I don't know the answer for your first question.

For your question #2

What do you mean by "new distribution"?

From yoctoproject you are able to use layers. You will need only poky layer (that will give you some tools like bitbake, and some basic apps, like ssh/busybox) and your BSP layer, for the imx case, it's meta-fsl-arm.

meta-fsl-arm will give you the board support packages, the packages that will bring your board to life (at the end, imx6 is a cortex A9 chip, but it does not tell you what u-boot to use for imx6 sabre lite, does it?), and accelerate it, for example, the VPU and GPU packages that are only for imx6.

besides that you have your custom application. It's not for board support, it's your own app. So, it should not be placed inside meta-fsl-arm.
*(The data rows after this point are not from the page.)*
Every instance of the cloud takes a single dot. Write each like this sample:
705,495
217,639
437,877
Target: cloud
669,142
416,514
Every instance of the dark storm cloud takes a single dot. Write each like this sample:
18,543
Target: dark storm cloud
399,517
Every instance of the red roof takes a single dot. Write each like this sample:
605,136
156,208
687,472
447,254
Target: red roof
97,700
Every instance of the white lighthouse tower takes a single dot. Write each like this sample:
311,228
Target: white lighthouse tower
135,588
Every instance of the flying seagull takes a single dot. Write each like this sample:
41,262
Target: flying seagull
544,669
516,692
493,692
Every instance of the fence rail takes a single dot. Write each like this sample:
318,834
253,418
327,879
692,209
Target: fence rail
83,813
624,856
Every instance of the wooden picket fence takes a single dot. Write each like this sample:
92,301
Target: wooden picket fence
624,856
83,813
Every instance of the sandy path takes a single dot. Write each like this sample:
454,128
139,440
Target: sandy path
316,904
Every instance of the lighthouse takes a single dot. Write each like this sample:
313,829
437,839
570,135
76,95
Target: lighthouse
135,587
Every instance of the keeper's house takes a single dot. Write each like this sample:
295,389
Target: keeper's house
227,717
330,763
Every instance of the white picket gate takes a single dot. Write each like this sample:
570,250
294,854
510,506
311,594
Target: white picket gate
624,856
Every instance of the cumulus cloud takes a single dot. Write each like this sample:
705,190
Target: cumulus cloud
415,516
We've been using meta-fsl-demos for placing the custom applications (like glcubes-demo https://github.com/Freescale/meta-fsl-demos/tree/master/recipes-graphics/glcubes-demo) and custom "demo" images (like fsl-image-test https://github.com/Freescale/meta-fsl-demos/blob/master/recipes-fsl/images/fsl-image-test.bb)
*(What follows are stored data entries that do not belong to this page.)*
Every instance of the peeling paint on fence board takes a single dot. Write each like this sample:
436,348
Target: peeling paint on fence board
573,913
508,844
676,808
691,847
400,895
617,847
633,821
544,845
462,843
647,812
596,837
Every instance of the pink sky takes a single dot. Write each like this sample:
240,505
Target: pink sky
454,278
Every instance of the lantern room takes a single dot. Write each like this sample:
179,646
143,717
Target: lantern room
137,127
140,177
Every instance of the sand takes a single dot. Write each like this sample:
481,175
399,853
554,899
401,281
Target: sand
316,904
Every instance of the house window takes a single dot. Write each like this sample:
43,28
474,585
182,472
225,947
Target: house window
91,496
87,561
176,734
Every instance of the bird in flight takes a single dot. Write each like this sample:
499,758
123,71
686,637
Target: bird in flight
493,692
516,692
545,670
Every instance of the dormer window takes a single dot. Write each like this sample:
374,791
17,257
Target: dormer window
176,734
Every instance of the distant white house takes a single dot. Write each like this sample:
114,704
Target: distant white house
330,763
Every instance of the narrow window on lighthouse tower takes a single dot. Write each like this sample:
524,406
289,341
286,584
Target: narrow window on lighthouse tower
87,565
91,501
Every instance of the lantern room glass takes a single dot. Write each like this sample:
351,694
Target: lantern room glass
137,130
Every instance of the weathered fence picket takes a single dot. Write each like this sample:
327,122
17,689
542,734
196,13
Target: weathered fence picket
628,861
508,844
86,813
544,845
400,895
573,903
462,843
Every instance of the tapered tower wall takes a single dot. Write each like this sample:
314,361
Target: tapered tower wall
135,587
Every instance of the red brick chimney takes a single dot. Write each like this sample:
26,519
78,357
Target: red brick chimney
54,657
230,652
Yocto is able to deal with layers, so you can add a lot of other layers on your project (like meta-browser). And you are able to create any additional layer for you, and IMHO, it's a personal decision.

For imx6 sabre lite you have the BSP inside meta-fsl-arm-extras, so you don't need to deal with BSP on any other layer.

But, if you have your custom board, you can choose if you want to upstream your board or keep it only on your PC.

I'm not sure if I understood completely your question. Please, let me know if I missed any point.